Capecitabine

證據等級: L5 預測適應症: 10

目錄

  1. Capecitabine
  2. Capecitabine: From Colorectal Cancer to Gastric Adenocarcinoma and Proximal Polyposis of the Stomach
    1. One-Sentence Summary
    2. Quick Overview
    3. Why is This Prediction Reasonable?
    4. Clinical Trial Evidence
    5. Literature Evidence
    6. Market Information
    7. Cytotoxicity
    8. Safety Considerations
    9. Conclusion and Next Steps
    10. Disclaimer

## 藥師評估報告

Capecitabine: From Colorectal Cancer to Gastric Adenocarcinoma and Proximal Polyposis of the Stomach

One-Sentence Summary

Capecitabine is an oral fluoropyrimidine prodrug that is enzymatically converted to 5-fluorouracil (5-FU) preferentially within tumour tissues, widely used globally for colorectal cancer, gastric cancer, and breast cancer treatment. The TxGNN model predicts it may be effective for Gastric Adenocarcinoma and Proximal Polyposis of the Stomach (GAPPS) — a rare hereditary gastric cancer syndrome — with 0 clinical trials and 0 publications currently supporting this specific indication, placing the evidence at L5 (AI prediction only).


Quick Overview

Item Content
Original Indication No approved indication on record in this database (Taiwan/EU data gap)
Predicted New Indication Gastric Adenocarcinoma and Proximal Polyposis of the Stomach (GAPPS)
TxGNN Prediction Score 99.94%
Evidence Level L5
Market Status Not marketed (0 authorizations on record)
Number of Authorizations 0
Recommended Decision Hold

Why is This Prediction Reasonable?

Currently, detailed mechanism of action data is not available from the Evidence Pack (flagged as Data Gap). Based on known pharmacology, Capecitabine is an oral fluoropyrimidine prodrug that undergoes a three-step enzymatic conversion to 5-fluorouracil (5-FU), with the final activation step catalysed by Thymidine Phosphorylase (TP), which is overexpressed in many tumour tissues relative to healthy tissue. The active metabolite 5-FU inhibits Thymidylate Synthase (TS), thereby blocking de novo pyrimidine synthesis and DNA replication, ultimately triggering tumour cell apoptosis. This tumour-selective activation underlies its established use across multiple gastrointestinal cancers.

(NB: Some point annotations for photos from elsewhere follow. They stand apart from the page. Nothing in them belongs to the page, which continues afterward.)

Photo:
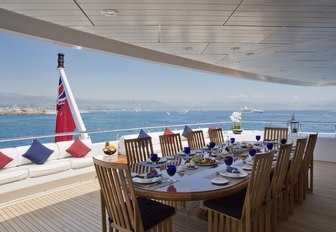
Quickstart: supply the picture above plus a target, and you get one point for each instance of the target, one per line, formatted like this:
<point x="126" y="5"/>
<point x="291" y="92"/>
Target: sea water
<point x="15" y="126"/>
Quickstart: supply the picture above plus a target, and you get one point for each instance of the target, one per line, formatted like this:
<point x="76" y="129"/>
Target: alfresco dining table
<point x="194" y="184"/>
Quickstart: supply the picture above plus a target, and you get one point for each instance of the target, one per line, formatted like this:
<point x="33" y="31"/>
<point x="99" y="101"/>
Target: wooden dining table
<point x="192" y="185"/>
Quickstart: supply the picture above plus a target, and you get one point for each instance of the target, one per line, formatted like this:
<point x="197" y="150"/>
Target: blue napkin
<point x="148" y="175"/>
<point x="232" y="170"/>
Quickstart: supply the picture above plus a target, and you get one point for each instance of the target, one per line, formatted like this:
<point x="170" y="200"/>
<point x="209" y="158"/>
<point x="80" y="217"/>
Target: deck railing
<point x="115" y="134"/>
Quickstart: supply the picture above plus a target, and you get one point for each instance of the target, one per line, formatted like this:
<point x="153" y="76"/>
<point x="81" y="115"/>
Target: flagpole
<point x="72" y="103"/>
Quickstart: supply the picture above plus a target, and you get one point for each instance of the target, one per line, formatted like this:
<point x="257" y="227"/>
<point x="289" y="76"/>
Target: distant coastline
<point x="26" y="112"/>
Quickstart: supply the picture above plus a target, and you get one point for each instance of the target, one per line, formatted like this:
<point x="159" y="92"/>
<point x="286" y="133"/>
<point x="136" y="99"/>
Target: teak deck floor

GAPPS (Gastric Adenocarcinoma and Proximal Polyposis of the Stomach) is an ultra-rare hereditary syndrome caused by germline point mutations in the APC gene Promoter 1B, resulting in diffuse fundic gland polyposis in the gastric fundus and body with high malignant transformation potential. Mechanistically, Capecitabine’s TS inhibition pathway is theoretically applicable to GAPPS-associated adenocarcinoma, since the target enzyme is relevant to rapidly proliferating cancer cells regardless of tumour origin. The transformation from GAPPS polyps to frank adenocarcinoma shares histopathological features with sporadic gastric cancer.

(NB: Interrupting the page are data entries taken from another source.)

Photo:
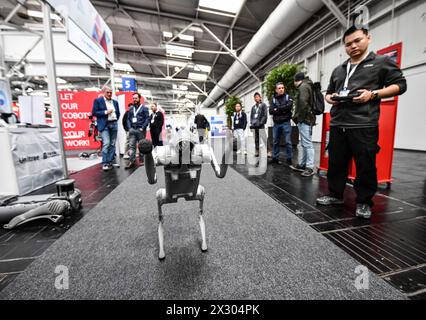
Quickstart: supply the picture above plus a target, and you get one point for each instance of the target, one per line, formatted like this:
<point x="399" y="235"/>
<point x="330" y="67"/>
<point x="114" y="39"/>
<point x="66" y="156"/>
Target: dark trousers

However, the high TxGNN prediction score almost certainly reflects generalisation from the broader gastric cancer knowledge graph rather than GAPPS-specific biological signal. GAPPS is so rare (fewer than 100 reported families worldwide) that no clinical chemotherapy data exist for this syndrome, and TP expression levels in GAPPS-associated tumours have never been characterised. Proceeding to repurposing for this specific entity requires disease-specific preclinical evidence generation before any clinical steps.


Clinical Trial Evidence

Currently no related clinical trials registered for Capecitabine in Gastric Adenocarcinoma and Proximal Polyposis of the Stomach (GAPPS).


Literature Evidence

Currently no related literature available for Capecitabine in Gastric Adenocarcinoma and Proximal Polyposis of the Stomach (GAPPS).


Market Information

No marketing authorizations on record for Capecitabine in this Evidence Pack (market status: not marketed, 0 licenses).

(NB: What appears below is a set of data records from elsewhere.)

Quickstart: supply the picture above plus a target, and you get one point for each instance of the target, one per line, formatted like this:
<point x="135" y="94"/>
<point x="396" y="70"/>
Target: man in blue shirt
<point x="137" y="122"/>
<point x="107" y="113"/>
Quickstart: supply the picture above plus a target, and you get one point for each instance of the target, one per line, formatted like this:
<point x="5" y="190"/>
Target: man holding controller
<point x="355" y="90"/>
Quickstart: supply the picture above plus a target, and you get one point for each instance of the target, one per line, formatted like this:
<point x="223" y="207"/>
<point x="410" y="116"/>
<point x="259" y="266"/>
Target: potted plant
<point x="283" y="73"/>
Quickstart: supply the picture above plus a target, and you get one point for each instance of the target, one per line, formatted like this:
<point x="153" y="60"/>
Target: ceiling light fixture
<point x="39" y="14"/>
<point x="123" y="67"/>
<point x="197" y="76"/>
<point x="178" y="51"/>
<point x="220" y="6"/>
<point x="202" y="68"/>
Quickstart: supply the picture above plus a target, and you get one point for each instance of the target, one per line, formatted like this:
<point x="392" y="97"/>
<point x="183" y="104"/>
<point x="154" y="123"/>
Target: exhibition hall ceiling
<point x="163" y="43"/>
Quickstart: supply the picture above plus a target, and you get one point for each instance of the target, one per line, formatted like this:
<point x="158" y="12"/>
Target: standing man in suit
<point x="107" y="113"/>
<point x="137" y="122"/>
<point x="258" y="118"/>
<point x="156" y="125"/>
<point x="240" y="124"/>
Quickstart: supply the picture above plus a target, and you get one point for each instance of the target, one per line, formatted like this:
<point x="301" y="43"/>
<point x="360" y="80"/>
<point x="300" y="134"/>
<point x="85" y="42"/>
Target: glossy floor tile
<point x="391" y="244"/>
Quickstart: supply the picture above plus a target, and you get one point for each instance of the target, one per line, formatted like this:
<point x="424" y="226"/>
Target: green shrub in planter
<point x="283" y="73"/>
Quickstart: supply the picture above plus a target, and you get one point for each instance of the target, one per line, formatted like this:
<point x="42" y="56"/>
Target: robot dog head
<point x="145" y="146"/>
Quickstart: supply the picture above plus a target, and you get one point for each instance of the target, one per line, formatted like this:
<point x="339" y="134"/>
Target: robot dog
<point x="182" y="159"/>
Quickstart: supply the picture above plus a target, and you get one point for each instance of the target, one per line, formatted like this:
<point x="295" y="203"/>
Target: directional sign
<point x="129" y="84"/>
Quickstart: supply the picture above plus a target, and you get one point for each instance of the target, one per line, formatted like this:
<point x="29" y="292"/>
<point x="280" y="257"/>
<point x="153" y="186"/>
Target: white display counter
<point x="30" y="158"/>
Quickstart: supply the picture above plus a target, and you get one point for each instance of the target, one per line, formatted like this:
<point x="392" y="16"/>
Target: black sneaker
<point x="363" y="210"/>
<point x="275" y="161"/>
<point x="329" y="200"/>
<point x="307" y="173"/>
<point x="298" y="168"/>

Data Note: This reflects a data collection gap. Capecitabine (Xeloda®) holds established regulatory approvals in multiple jurisdictions (EMA, FDA, PMDA, and others) for colorectal cancer, gastric cancer, and breast cancer. If Taiwan/EU SmPC data is obtained (see Conclusion section), the above status should be updated accordingly.


Cytotoxicity

Capecitabine is a fluoropyrimidine antineoplastic agent (conventional cytotoxic) and this section applies.

Item Content
Cytotoxicity Classification Conventional cytotoxic — Fluoropyrimidine class (oral prodrug of 5-FU)
Myelosuppression Risk Low to moderate — less myelosuppressive than intravenous 5-FU; neutropenia and lymphopenia may occur
Emetogenicity Classification Low (oral route; nausea more common than vomiting)
Monitoring Items CBC with differential count, liver function (AST/ALT/bilirubin), renal function (CrCl — dose reduction required if 30–50 mL/min), INR/PT (critical if co-administered with warfarin), hand-foot syndrome (palmar-plantar erythrodysaesthesia) grading
Handling Protection Standard oral cytotoxic handling precautions apply; tablets should not be crushed; caregivers should avoid direct contact with broken tablets

No cytotoxicity data is available from this Evidence Pack. The above is based on the drug’s established fluoropyrimidine class profile. Please refer to the SmPC for complete prescribing information.


Safety Considerations

Please refer to the SmPC for safety information.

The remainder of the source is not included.